第10章 1865年 元治二年
「い、いえ!なんでもないです!!」
仕事と違う事を考えていたことが恥ずかしくて、土方さんの顔が見れない。
「ったく…」
土方さんの呆れた声が聞こえる。
「おい夢主(妹)、顔上げろ」
ちょっと強めの声に、びくりとして顔をあげれば…
土方さんの唇が私の唇を食べるように重なって…離れていった。
「近藤さんとこにこれ持って行ってくれ」
そして何事もないように土方さんは立ち上がって、そう仕事を言いつけながら、自分の机に戻ってる。
え…っと今…
キ、キスしたよね?
「夢主(妹)」
今度こそ怒鳴る勢いで呼ばれて、はっと我に返って、土方さんを見る。
にやりと笑うように片方だけ口角をあげてる土方さんと目が合った。
「い、行ってきます!!」
近藤さんへの書類を勢いよく受け取って、そのまま襖を開けて飛び出すように部屋を出る。
ドキドキが止まらない…それに土方さんて私の心を読めるのかな?
さすが…歴史上のカリスマは違うな…なんて言ったら怒られそうだけど。
土方さんはキスしてもドキドキしないのかな?
っていうか慣れてるよね?
やっぱり沢山の女の人と…
って本当にさっきから私は何を考えてるんだろ。
仕事しなきゃ。
仕事仕事…と…あ…前から歩いて来るのって…土方さんの眉間の皺が固定されてる原因の…伊東さんだ!
すれ違いざまに、
「お疲れ様です」
と、一応端っこに寄って立ち止まって会釈をして挨拶をした。
伊東さんが完全に通りすぎるまで動かないでいよう…って思ったら…
「まあ!此処にもこんな礼儀正しい子がいたのね。あら、あなたは副長の…さすがですわね。あなたみたいな小姓なら、私にも欲しくなるわ。」
立ち止まって話かけられてしまった。
オネエ系?なんだかわからないけど、まじまじと見つめられると、この人には性別がバレてしまいそうで怖い。
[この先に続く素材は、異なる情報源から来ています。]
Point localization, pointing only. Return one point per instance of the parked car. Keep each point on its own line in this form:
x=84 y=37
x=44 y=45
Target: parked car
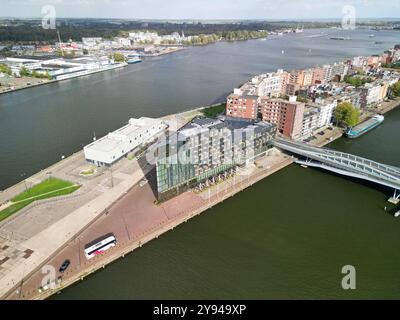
x=64 y=266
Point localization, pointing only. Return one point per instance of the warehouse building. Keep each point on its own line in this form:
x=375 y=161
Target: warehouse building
x=119 y=143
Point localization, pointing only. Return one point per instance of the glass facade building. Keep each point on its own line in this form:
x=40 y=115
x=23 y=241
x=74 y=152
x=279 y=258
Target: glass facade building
x=206 y=147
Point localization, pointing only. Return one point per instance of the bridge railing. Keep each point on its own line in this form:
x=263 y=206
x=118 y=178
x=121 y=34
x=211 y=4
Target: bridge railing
x=346 y=161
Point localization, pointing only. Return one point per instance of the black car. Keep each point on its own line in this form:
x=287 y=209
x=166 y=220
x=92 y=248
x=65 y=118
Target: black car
x=64 y=266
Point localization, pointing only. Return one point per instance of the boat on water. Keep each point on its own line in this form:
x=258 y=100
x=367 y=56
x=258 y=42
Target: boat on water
x=339 y=38
x=134 y=60
x=365 y=126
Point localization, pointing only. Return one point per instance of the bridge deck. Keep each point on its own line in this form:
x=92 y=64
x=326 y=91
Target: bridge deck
x=344 y=163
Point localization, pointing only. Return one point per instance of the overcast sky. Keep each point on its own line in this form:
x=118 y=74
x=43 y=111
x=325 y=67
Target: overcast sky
x=202 y=9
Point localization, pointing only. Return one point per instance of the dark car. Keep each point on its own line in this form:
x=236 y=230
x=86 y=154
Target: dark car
x=64 y=266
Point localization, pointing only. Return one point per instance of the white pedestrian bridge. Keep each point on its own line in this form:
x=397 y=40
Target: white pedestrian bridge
x=343 y=163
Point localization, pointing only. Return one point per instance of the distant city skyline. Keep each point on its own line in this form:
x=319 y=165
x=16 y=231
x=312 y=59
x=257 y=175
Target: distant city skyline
x=202 y=10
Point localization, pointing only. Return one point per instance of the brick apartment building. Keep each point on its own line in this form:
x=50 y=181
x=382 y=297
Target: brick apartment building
x=286 y=115
x=242 y=105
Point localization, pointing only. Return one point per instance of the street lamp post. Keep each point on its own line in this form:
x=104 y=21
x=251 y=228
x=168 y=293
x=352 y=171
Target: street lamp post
x=23 y=177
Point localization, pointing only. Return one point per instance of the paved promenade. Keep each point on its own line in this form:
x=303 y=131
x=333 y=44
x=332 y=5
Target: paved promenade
x=135 y=220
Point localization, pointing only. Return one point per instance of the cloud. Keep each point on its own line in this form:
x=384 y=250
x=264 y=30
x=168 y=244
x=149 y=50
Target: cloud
x=203 y=9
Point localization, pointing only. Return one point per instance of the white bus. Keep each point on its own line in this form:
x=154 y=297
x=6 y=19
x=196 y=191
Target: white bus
x=100 y=245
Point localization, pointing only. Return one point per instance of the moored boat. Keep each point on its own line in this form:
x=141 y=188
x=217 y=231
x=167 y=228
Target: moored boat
x=365 y=126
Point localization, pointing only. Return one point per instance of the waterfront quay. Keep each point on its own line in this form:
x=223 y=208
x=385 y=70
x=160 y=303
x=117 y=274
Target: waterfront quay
x=112 y=200
x=135 y=220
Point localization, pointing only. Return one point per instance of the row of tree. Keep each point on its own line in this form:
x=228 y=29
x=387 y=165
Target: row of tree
x=347 y=114
x=357 y=81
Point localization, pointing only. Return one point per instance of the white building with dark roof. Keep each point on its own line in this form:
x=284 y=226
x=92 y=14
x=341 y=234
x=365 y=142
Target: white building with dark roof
x=119 y=143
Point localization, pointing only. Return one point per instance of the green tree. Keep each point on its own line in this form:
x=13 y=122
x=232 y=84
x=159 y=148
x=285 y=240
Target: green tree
x=396 y=89
x=347 y=114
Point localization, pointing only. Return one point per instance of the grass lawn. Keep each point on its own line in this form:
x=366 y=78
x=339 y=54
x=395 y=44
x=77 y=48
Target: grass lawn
x=43 y=190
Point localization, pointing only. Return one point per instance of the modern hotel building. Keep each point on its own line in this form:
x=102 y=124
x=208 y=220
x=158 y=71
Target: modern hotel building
x=207 y=147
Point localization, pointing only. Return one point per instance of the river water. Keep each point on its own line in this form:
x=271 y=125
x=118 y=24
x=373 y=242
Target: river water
x=288 y=236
「ありがとうございます…。あの…近藤さ…局長に届けるものがありますので、失礼致します。」
なるべく顔は見ないように、お辞儀をして立ち去る。
なんか…まだこっち見てる気がするけど…知らないふりしよう。
背後の視線のせいで、近藤さんの部屋まで、なんだかすごく遠く感じた。